Thanks to the Medicare Access and Chip Reauthorization Act (MACRA) of 2015 changes are coming. The changes affect people eligible for Medicare after January 1, 2020; but they also include a new high deductible plan available to anyone with Medicare.
Medicare Supplement plans are insurance policies that cover all or part of the difference between Medicare and health care costs.
For example, Medicare pays only 80% of medical expenses; but, a Medigap plan may pay the other 20 percent. Now, there are ten Medicare Supplement plans in most states, labeled Plan A through Plan N.
First Dollar Coverage Plans Being Phased Out
Two of the current Medigap plans, Plan F and Plan C, provide "first dollar coverage." First Dollar coverage plans have virtually no out of pocket costs. The plans pay the 20 percent of medical expenses not paid by Part B, the deductibles for Parts A and B, and various other benefits.
In passing MACRA, Congress eliminates these first-dollar plans because some legislators believe there is over-use in the healthcare industry. Starting January 1, 2020, people newly eligible for Medicare can only enroll in projects that require them to pay the Part B deductible.
The Part B deductible was $185 in 2019, and the amount for 2020 is $197.
Eligibility for Plans F and C
Plans F, C, and High Deductible Plan F (HDF) are available to anyone eligible before 2020. If you have one of these plans, you can keep the same coverage.
Also, if you have a different Medicare Supplement plan, you can switch to F or C, if you meet medical qualifications. If you became eligible for Medicare before 2020 but didn't sign up, you can still buy a first-dollar coverage plan.
However, if you become eligible for Medicare on or after January 1, 2020, you can't enroll in a first dollar Medicare Supplement plan. You'll need to choose another option.
So, if you're born before 1955, you can apply for first-dollar coverage. If you were born in 1955 or later, you can't.A New High Deductible Plan is Coming
High Deductible Plan F offers all the same benefits as regular Plan F, but you must pay a deductible of $2,300 before the supplemental coverage kicks in. The high deductible plan has proved the right choice for people who want lower premiums and are willing to pay more of their costs out of pocket.
Although HDF is not technically a first-dollar coverage plan, it's going away along with regular Plan F. High Deductible Plan G (HDF) is coming January 1, 2020.
These are the only high deductible Medicare Supplement plans available.
The benefits of HDG are identical to those of HDF, except G doesn't cover the Part B deductible.

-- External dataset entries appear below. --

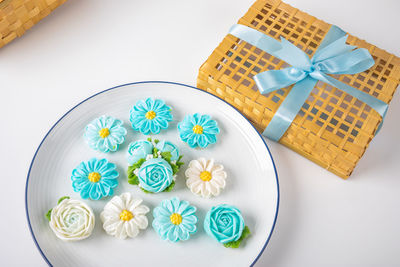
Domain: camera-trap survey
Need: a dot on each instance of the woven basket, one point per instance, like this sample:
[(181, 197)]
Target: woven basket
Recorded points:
[(333, 129), (17, 16)]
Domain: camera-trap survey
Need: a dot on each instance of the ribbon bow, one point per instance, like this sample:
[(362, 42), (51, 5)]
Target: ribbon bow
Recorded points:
[(333, 56)]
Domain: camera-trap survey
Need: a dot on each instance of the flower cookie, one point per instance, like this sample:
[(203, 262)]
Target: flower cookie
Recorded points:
[(198, 130), (175, 220), (153, 165), (105, 134), (225, 224), (71, 220), (150, 116), (95, 179), (205, 178), (123, 216)]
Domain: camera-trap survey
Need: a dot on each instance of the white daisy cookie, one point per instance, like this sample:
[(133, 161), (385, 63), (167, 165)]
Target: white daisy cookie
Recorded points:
[(205, 178), (123, 216)]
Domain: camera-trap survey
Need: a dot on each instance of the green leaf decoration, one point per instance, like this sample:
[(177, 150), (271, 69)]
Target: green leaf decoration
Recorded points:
[(175, 169), (167, 156), (48, 215), (155, 150), (132, 178), (62, 198), (235, 244), (170, 187), (147, 192)]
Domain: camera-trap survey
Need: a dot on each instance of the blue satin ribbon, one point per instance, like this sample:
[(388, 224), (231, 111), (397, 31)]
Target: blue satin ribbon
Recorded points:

If you want a high deductible plan and were eligible for before 2020, you can choose HDF. If you become eligible on January 1, 2020, or later, you can only select HDG.
Other Medicare Supplement Options
Plans F and C aren't options for those new to Medicare; however, several other plans are top choices for supplemental Medicare coverage.
Plans G and D are the most like the first dollar plans.
Plan G is identical to Plan F. Plan D Is like Plan C. Although, with Plans G and D, you must pay the Part B deductible.
With Plan G, the only out of pocket cost for Medicare-covered services is the Medicare Part B deductible. Plan G also covers Medicare excess charges.
Excess charges can be a surcharge of up to 15 percent that healthcare providers can add to their bills in some states.
Plan N is another popular choice that requires more cost-sharing but may have lower premiums. The Plan N copay is up to $20 at the doctor's office and up to $50 in the emergency room.
With the changes imposed by MACRA, your Medicare Supplement options depend on when you first became eligible for Medicare. Keeping up with changes and shopping around for plans can help you get the best coverage for your needs.